Nobody likes waiting for stuff to load on their phone. Whether it’s blank webpages or streaming sites buffering, we look to our handheld computers for an instant connection and instant gratification, and it’s just so annoying when they fail us—or take forever to load a silly video.
We often attribute a device’s speeds to internet service providers, mobile carriers, and that little “bars” icon at the top of the device, rather than the phone’s hardware. While that’s a reasonable way to think about it, the phone itself is a factor. Remember AntennaGate with the iPhone 4? The position and design of the phone’s “bezel gap” antenna made it harder for it to connect when you held it in your hand.
Now—at least, for the moment—we have a solid ruling on which phones do the best job connecting and maintaining a great connection on U.S. carriers.

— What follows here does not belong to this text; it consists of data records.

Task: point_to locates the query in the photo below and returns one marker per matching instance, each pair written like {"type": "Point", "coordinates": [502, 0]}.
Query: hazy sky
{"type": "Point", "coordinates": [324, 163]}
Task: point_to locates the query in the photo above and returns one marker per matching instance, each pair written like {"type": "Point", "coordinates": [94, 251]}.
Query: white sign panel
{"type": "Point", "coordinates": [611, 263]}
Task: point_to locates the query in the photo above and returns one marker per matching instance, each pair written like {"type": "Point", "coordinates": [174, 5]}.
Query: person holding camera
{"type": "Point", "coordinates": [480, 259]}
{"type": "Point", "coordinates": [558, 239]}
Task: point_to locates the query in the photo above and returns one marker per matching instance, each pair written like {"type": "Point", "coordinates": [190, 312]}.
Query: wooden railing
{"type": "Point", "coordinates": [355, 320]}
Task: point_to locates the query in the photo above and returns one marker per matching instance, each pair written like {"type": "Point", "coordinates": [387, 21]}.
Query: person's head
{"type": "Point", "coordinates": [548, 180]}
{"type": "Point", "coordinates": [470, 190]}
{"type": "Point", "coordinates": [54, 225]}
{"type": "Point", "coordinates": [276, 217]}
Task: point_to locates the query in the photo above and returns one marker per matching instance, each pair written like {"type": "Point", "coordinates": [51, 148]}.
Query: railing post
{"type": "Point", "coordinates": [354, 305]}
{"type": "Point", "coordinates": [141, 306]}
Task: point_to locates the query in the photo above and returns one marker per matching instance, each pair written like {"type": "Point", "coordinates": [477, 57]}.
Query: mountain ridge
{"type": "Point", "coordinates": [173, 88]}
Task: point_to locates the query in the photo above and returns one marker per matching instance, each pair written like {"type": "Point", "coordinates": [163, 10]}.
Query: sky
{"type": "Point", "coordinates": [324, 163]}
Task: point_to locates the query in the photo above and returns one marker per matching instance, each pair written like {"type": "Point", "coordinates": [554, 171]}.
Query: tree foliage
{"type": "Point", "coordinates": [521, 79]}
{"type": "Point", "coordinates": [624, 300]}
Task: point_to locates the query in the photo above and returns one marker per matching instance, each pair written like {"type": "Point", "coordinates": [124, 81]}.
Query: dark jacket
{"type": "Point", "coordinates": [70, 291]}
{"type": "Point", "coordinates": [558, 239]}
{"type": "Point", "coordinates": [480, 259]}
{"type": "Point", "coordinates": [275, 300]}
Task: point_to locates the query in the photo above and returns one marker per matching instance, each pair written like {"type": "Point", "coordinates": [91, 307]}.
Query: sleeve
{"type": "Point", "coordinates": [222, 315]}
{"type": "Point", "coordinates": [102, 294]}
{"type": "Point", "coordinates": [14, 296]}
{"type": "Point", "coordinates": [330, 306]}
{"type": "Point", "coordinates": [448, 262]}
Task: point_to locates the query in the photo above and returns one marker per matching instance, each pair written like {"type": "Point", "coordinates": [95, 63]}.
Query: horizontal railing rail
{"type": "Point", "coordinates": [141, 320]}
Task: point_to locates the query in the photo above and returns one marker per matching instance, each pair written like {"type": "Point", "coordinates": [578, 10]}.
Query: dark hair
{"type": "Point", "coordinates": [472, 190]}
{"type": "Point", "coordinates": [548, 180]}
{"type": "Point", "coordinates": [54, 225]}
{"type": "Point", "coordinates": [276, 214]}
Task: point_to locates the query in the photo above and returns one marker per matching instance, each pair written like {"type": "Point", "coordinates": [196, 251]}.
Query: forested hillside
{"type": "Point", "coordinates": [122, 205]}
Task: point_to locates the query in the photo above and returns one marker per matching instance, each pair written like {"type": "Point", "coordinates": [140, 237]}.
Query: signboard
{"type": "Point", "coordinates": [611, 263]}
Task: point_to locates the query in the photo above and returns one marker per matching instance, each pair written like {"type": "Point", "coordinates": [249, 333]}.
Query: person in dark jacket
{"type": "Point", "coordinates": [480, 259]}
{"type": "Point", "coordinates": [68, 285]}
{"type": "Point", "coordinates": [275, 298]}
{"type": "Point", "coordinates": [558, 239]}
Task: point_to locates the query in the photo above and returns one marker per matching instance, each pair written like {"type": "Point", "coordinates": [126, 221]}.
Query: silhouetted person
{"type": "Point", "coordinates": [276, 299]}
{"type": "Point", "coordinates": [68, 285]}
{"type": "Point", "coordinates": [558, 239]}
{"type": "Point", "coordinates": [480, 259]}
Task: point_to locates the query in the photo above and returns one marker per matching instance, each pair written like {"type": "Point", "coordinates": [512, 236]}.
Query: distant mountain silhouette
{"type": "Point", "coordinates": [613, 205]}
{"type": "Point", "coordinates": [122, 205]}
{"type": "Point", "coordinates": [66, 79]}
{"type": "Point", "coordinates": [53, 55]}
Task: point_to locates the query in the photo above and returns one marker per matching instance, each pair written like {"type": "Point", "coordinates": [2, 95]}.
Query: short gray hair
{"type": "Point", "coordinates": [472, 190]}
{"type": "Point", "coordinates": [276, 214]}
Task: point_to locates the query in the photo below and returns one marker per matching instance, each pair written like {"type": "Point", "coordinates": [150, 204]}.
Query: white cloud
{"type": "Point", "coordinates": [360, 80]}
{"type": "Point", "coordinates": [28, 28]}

According to a series of tests run by popular independent internet speedtest purveyor Ookla, published by sister site PCMag, the fastest 4G smartphone is Samsung’s newest high-end flagship phone, the Galaxy S10+. The distinction is based on a study from Ookla’s enterprise metrics service, Speedtest Intelligence, which used crowdsourced data to evaluate the 4G download speeds today’s mainstream devices.
Ookla tested Samsung’s Galaxy S8+, S9+, S10+ and Note 9; Google’s Pixel 3, LG’s V40, and the iPhone XS Max. According to the data, the Galaxy S10+ and LG V40 were pretty much neck-and-neck with mean download speeds of 54 Mbps and 52 Mbps respectively, followed by the Galaxy S9+ and Note 9 at 47 Mbps and 45 Mbps. The iPhone XS Max and Galaxy S8+ hovered at 41 Mb/s, and the Pixel 3 averaged 39 Mbps.
Why does the S10+ stand apart from the rest of the pack? PCMag noted that the modem in the S10+ is newer and likely has a better RF setup, which enhances connectivity and performance.
Interestingly, PCMag ran a second, anecdotal test with the Galaxy S+ phones and iPhone XS Max and found similar results—the S10+ was faster and the others were tied, but not by a wide margin.
That said, there are a lot of factors that affect your download speeds moment-to-moment, including your distance from a tower for your carrier and what apps you’re running in the background of your phone. I find it’s nice to have this kind of data as general reference, but avoid relying on it and, more importantly, using it to set expectations.